Sonra İlahi teveccüh onun zayi olmasına razı olmayınca öyle birisinin kalbine yine heybetini ve azametini ve gücünü gösteren bir cilvesini indirir. Öyle bir cilve ki bir önceki aşamanın tecellisinden daha kuvvetli olur ve verdiği imansal güç de bir öncekinden üstün olur. Resmen bir alev gibi müminin kalbine düşüp abes ve beyhude meşgalelerden soğutur, onların sevgisini yakarak yok eder. Yüce Allah’ın bu yeni tecellisi abes ve beyhude işleri bıraktıracak kadar güce sahip olur ve gereksiz ve amaçsız serseriliklerin aşkını def edip yerine yeni sevgiler yerleştirir. Bu aşamada müminin kalbi beyhude ve zaman kaybettiren şeylere karşı tamamen soğur ve onlara karşı bir iğrenme ve nefret duygusu oluşur.
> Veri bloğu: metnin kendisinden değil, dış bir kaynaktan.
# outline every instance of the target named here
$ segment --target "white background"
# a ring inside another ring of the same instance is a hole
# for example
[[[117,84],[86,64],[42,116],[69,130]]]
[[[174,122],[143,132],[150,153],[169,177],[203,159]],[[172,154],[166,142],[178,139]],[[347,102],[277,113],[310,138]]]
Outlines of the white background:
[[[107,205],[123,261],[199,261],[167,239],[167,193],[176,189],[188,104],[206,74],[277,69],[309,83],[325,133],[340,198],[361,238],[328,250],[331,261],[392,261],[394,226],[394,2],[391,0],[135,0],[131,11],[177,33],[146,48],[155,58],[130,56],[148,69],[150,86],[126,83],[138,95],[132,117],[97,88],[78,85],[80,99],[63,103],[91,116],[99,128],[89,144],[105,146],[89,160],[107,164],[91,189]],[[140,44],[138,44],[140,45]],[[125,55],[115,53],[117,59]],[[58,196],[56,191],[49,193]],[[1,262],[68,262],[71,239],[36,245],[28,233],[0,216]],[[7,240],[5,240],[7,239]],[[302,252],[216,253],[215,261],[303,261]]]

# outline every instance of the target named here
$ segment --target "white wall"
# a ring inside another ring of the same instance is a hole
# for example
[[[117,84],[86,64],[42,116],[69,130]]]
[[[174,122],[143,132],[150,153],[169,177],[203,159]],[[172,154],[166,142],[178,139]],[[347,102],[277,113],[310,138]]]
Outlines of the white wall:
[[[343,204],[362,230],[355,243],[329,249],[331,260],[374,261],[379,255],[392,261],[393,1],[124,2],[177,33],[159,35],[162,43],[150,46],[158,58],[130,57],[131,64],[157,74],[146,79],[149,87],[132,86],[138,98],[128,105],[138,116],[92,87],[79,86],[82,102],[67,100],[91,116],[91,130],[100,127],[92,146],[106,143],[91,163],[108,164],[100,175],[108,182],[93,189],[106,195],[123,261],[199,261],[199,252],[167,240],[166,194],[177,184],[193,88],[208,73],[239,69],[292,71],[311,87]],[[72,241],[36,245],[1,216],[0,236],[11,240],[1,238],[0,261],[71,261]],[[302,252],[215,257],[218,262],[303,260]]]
Abes ve beyhude işlerden soğuduktan sonra mümin hala üçüncü bir pis durumla karşı karşıyadır. Bu üçüncü pis haletini ikinci pis haletine göre daha çok sevmektedir. Nedir bu pislik? Bu tabii ve doğal olan mal ve para sevgisidir. Sebebi de şudur ki başka bir şey görmediği için hayatının tüm rahatını mala bağlar. Ayrıca malı elde etmenin tek yolunun da ter dökerek çalışmak olduğunu bilir. Bu sebeple maldan vazgeçmek nefsi için çok ama çok ağır olur, acı bir ilaca benzer.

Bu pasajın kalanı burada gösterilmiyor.